BENEDIKT XVI.
GENERALAUDIENZ
Mittwoch, 7. Dezember 2005
Lesung: Psalm 138,1–4.8
1 Dank für Gottes Hilfe [Von David.] Ich will dir danken aus ganzem Herzen, dir vor den Engeln singen und spielen;
2 ich will mich niederwerfen zu deinem heiligen Tempel hin und deinem Namen danken für deine Huld und Treue. Denn du hast die Worte meines Mundes gehört, deinen Namen und dein Wort über alles verherrlicht.
3 Du hast mich erhört an dem Tag, als ich rief; du gabst meiner Seele große Kraft.
4 Dich sollen preisen, Herr, alle Könige der Welt, wenn sie die Worte deines Mundes vernehmen.
5 Sie sollen singen von den Wegen des Herrn; denn groß ist die Herrlichkeit des Herrn.
6 Ja, der Herr ist erhaben; doch er schaut auf die Niedrigen, und die Stolzen erkennt er von fern.
7 Gehe ich auch mitten durch große Not: du erhältst mich am Leben. Du streckst die Hand aus gegen meine wütenden Feinde, und deine Rechte hilft mir.
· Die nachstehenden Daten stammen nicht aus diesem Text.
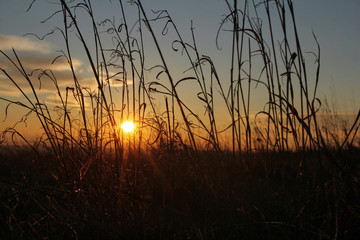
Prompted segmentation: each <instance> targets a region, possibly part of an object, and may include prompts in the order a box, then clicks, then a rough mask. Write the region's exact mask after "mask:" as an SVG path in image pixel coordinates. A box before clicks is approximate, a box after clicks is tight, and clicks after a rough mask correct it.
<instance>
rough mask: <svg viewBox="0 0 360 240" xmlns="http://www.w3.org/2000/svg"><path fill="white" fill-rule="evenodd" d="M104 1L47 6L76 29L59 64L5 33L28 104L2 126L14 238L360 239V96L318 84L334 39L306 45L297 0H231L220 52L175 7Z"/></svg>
mask: <svg viewBox="0 0 360 240" xmlns="http://www.w3.org/2000/svg"><path fill="white" fill-rule="evenodd" d="M34 2H35V1H33V2H32V3H34ZM92 2H95V1H90V0H84V1H80V0H78V1H65V0H60V1H58V5H57V7H58V10H57V11H56V12H54V13H53V14H52V15H50V16H49V17H48V18H46V19H45V20H44V21H43V22H46V21H51V20H52V19H54V20H57V22H60V23H61V24H60V26H57V27H55V28H54V29H52V30H50V32H49V33H48V34H45V35H44V36H37V35H35V36H37V37H38V38H39V39H45V38H46V37H49V36H57V37H59V39H62V40H63V43H64V48H63V49H62V50H61V51H58V53H59V55H58V56H57V57H55V59H51V61H50V62H51V67H54V69H48V68H44V69H43V68H42V66H39V68H36V69H28V67H27V66H26V63H27V62H26V60H25V61H24V57H23V53H21V52H20V53H17V50H15V49H13V50H12V52H10V53H9V52H5V51H3V50H1V49H0V57H1V59H0V60H1V65H0V71H1V74H2V76H3V78H4V82H5V81H6V82H7V83H9V84H11V86H12V87H13V88H14V89H15V90H16V91H17V92H18V94H19V96H17V97H16V98H15V97H14V98H13V97H6V96H0V100H1V101H2V102H4V103H5V104H7V105H6V108H5V109H3V110H2V111H4V112H5V115H6V116H7V115H8V114H9V115H10V113H13V112H12V111H14V110H13V109H14V108H15V107H18V108H21V109H23V110H24V111H26V113H25V115H24V116H23V117H20V116H18V117H19V120H18V122H16V123H14V125H13V127H9V128H6V129H4V130H3V129H1V132H0V137H1V139H0V140H1V144H0V239H179V240H182V239H359V238H358V237H359V235H360V231H359V228H358V227H359V226H360V188H359V177H360V168H359V167H360V165H359V164H360V163H359V154H360V149H359V143H360V141H359V139H360V136H359V135H360V132H359V129H360V111H359V112H358V114H357V115H354V120H351V121H350V122H345V121H342V120H341V119H340V118H338V117H337V115H336V114H333V113H332V112H329V111H328V112H327V109H326V104H325V103H324V102H323V101H322V100H321V99H319V98H318V97H317V93H318V85H319V80H320V62H321V61H320V45H319V43H318V41H317V39H316V37H315V35H314V44H315V45H316V50H315V51H313V52H311V53H308V52H307V51H303V50H302V42H301V37H300V36H299V32H298V29H297V24H296V21H295V10H294V4H293V2H292V1H291V0H286V1H285V0H277V1H271V0H265V1H256V0H244V1H237V0H234V1H227V0H225V1H224V4H226V6H227V8H228V11H227V12H226V13H224V14H225V15H224V16H223V17H222V19H221V20H220V21H219V23H220V24H219V25H220V26H216V28H218V31H217V36H216V44H217V47H218V48H219V51H220V49H221V48H222V47H221V46H222V45H223V46H224V50H223V51H224V52H216V53H215V55H217V56H220V55H223V54H225V55H227V56H228V62H227V63H224V64H223V66H222V67H221V65H220V67H218V66H219V65H216V64H215V63H216V62H219V61H220V62H223V60H222V59H221V58H220V59H216V58H215V59H214V60H216V61H213V59H212V58H211V57H210V56H209V55H208V54H206V53H203V52H201V51H200V49H198V47H197V46H198V43H197V41H196V38H195V34H196V32H195V28H194V27H193V25H192V23H191V28H190V31H189V36H191V37H190V40H188V41H185V40H184V39H185V38H183V37H182V35H181V34H180V32H179V30H178V27H177V25H176V23H175V22H174V20H173V19H172V18H171V16H170V15H169V13H168V12H167V11H166V10H159V11H150V10H149V9H145V8H144V6H143V4H142V1H141V0H136V1H129V2H127V3H126V4H123V2H124V3H125V1H121V0H120V1H119V2H117V1H116V4H115V3H114V4H113V5H110V7H111V8H116V9H117V13H118V14H119V16H118V17H119V18H115V17H114V18H113V17H111V16H110V17H109V16H102V19H97V18H96V16H97V15H96V13H97V9H96V8H93V5H92ZM114 2H115V1H114ZM32 3H31V5H30V7H29V10H30V8H31V7H32V5H33V4H32ZM110 3H111V1H109V4H110ZM131 11H132V12H131ZM131 13H132V14H131ZM128 15H129V16H131V17H127V16H128ZM106 17H108V18H106ZM115 19H116V21H115ZM84 22H85V23H87V24H84ZM215 32H216V31H215ZM33 35H34V34H33ZM89 35H91V36H92V37H89ZM189 36H188V37H189ZM221 37H224V40H223V41H224V42H222V41H221V39H222V38H221ZM165 39H167V40H166V41H165ZM80 50H81V51H82V52H81V53H79V51H80ZM174 55H176V56H177V57H180V58H181V59H182V60H183V61H184V63H183V65H181V64H180V65H179V64H178V60H177V58H176V60H174V59H175V58H174ZM309 55H310V57H311V58H310V63H311V64H308V62H309ZM84 58H85V59H84ZM79 59H83V60H82V61H83V62H84V65H85V66H87V68H86V69H87V72H86V74H84V72H83V71H81V70H80V69H79V68H78V67H77V63H78V62H79ZM183 61H181V62H183ZM64 63H65V65H66V66H68V72H67V73H68V75H69V76H70V77H69V78H70V80H72V81H71V82H68V83H66V85H63V84H64V78H61V77H62V76H63V73H64V72H61V71H59V70H57V69H56V66H60V67H61V66H63V65H62V64H64ZM57 64H59V65H57ZM224 66H225V68H226V69H223V68H224ZM68 75H67V76H68ZM65 80H68V78H66V79H65ZM42 83H48V85H49V86H48V88H49V89H47V90H45V92H42V90H41V84H42ZM89 83H91V84H90V86H89ZM189 89H190V90H193V91H194V93H193V95H192V96H189ZM50 90H51V91H50ZM46 91H48V92H46ZM49 91H50V92H52V93H55V95H56V101H55V106H54V103H53V102H51V101H49V98H47V95H46V94H49ZM258 96H265V98H264V99H263V100H262V102H259V101H260V100H261V99H258ZM258 104H260V105H262V106H263V108H261V109H262V110H261V109H260V110H259V109H256V108H255V107H254V105H258ZM160 106H162V107H160ZM199 107H201V111H199ZM324 107H325V110H324ZM324 111H325V112H324ZM15 114H17V112H15ZM30 117H34V118H36V119H37V120H38V123H39V126H41V128H42V135H41V136H40V138H39V139H37V141H35V143H32V142H31V141H30V140H27V139H26V136H23V135H22V133H21V131H20V130H18V129H17V126H18V124H24V123H25V125H26V121H28V119H29V118H30ZM127 120H131V121H133V122H134V123H135V124H136V125H137V130H136V131H134V132H133V133H132V134H126V133H124V131H123V130H122V129H121V128H120V126H121V124H123V122H125V121H127ZM221 121H225V123H224V124H225V127H222V126H221ZM345 123H346V124H345ZM224 136H225V137H224ZM226 136H228V137H226ZM14 137H15V138H16V137H19V138H20V140H21V141H22V142H23V143H26V144H27V145H26V147H25V146H23V147H15V146H12V147H10V146H9V145H6V141H5V140H6V139H14ZM224 139H226V141H224Z"/></svg>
8 Der Herr nimmt sich meiner an. Herr, deine Huld währt ewig. Laß nicht ab vom Werk deiner Hände!
Psalm 138
Dankopfer
Liebe Brüder und Schwestern!
1. Der Dankhymnus, den wir soeben gehört haben – Psalm 138 –, wird von der jüdischen Überlieferung David zugeschrieben, auch wenn er wahrscheinlich erst in der Zeit nach David entstanden ist. Eröffnet wird der Psalm mit einem persönlichen Lied des Beters. Dieser erhebt seine Stimme im Rahmen der Tempelversammlung oder bezieht sich zumindest auf das Heiligtum von Zion, den Ort der Gegenwart des Herrn und seiner Begegnung mit dem Volk der Gläubigen.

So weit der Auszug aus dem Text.